Indeed, the administration’s refusal to engage student protestors on their ground is not unusual – it is in fact par for the course. The administration usually excels at co-opting and appeasing student protest by attempting to express support on its own terms, and thus stripping power and momentum from nascent student movements. This occurs through engaging in exhausting but ultimately fruitless long-term negotiations, patronizing students, and working to prevent the formation of strong coalitions. In my time at Amherst, half a dozen student movements have started and failed due to student busyness and, most crucially, administrative appeasement tactics.

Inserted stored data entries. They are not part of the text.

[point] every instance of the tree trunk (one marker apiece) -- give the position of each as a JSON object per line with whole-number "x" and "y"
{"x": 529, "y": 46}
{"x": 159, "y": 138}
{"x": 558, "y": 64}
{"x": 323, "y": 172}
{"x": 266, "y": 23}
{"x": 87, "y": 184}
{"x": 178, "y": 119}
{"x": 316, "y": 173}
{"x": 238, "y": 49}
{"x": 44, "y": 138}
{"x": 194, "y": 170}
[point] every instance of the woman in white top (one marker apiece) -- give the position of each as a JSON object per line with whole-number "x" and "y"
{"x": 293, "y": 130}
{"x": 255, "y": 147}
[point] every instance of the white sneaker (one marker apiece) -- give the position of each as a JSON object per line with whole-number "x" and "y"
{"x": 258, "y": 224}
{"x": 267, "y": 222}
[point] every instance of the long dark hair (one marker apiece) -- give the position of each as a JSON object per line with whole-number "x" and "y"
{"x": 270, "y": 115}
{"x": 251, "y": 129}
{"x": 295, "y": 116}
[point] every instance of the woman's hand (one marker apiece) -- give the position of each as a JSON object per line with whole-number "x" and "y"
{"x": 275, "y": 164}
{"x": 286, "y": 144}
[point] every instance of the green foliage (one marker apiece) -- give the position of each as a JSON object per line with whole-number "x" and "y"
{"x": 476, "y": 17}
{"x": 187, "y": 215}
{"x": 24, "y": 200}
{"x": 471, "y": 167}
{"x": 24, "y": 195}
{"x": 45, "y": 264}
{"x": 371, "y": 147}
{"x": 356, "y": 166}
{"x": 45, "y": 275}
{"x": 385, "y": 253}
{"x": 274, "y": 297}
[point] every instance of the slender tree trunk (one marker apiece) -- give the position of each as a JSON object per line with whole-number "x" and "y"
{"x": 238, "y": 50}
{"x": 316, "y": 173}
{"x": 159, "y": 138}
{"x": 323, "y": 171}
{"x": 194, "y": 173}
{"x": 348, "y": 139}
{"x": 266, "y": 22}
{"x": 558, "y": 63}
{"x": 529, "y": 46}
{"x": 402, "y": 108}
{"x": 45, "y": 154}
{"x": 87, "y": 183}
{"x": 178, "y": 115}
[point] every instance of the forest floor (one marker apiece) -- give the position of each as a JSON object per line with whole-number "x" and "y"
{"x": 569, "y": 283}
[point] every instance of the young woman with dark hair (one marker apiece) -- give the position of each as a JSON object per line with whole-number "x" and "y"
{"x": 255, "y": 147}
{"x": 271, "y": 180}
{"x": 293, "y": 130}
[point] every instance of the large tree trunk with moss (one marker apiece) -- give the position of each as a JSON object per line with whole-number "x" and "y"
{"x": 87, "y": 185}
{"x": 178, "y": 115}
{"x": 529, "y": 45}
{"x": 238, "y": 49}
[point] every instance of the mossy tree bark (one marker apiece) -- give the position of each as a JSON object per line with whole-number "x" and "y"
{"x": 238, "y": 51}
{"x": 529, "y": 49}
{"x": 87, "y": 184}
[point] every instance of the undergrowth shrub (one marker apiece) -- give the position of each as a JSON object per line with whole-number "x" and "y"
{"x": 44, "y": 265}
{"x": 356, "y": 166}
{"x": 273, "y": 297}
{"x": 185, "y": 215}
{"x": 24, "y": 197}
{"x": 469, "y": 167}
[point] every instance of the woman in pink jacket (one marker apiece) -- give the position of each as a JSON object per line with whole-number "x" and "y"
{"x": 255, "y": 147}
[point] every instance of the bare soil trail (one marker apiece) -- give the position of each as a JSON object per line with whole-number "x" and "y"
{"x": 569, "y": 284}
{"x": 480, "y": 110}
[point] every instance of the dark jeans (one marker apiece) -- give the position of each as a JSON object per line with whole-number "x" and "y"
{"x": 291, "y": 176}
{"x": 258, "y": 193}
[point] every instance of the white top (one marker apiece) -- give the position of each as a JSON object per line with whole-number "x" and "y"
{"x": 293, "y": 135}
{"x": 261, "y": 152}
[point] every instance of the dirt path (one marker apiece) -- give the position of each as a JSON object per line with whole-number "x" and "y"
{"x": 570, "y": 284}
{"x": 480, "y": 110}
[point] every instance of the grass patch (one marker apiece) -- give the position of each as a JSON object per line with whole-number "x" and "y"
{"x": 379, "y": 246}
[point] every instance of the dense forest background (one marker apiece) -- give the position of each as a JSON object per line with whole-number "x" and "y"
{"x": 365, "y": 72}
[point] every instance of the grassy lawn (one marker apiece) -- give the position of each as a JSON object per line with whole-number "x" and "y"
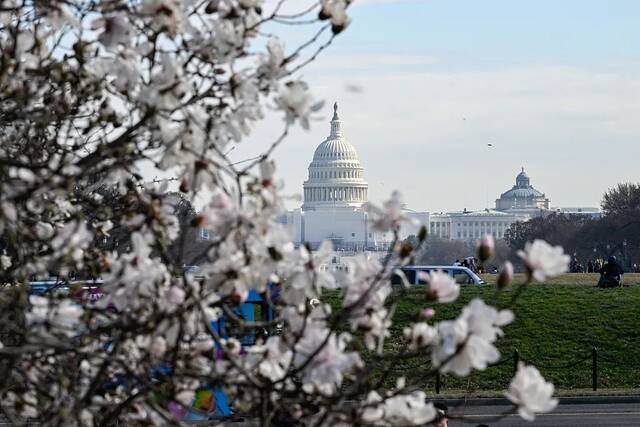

Biddy re-emphasized this in an email on Thursday, writing at the start that “I will not respond to yesterday’s list of demands from the protesters on its terms.” This is also reminiscent of Amherst Uprising, when students were cautioned to frame demands as “appeals,” and when Biddy’s Sunday speech was met with widespread approval – despite the fact that she had just rejected all of the movement’s demands.

Much of this is due to our understandable desire to see the administration as our friend, and to work with it on that basis to make Amherst a better place. But, as we have seen time and time again, that is a losing strategy for students – it only works to slow and ultimately destroy once-powerful student movements.

While students must of course work with the administration to affect change, we ought to do it on our terms, as student protestors. Student activists must not be manipulated, and must remember what they are fighting for. Students protesting against apartheid, against the Vietnam War, and against a hundred other injustices in the past century did not treat the administration as their friend, but merely as the authority with which they had to work. We would be making a crucial mistake if we did not do the same.

Amherst College, and the administration that enables it to function, exists to empower and educate us, not to be our friend, and certainly not to haggle us down when the rights, safety, and lives of our fellow students are at risk.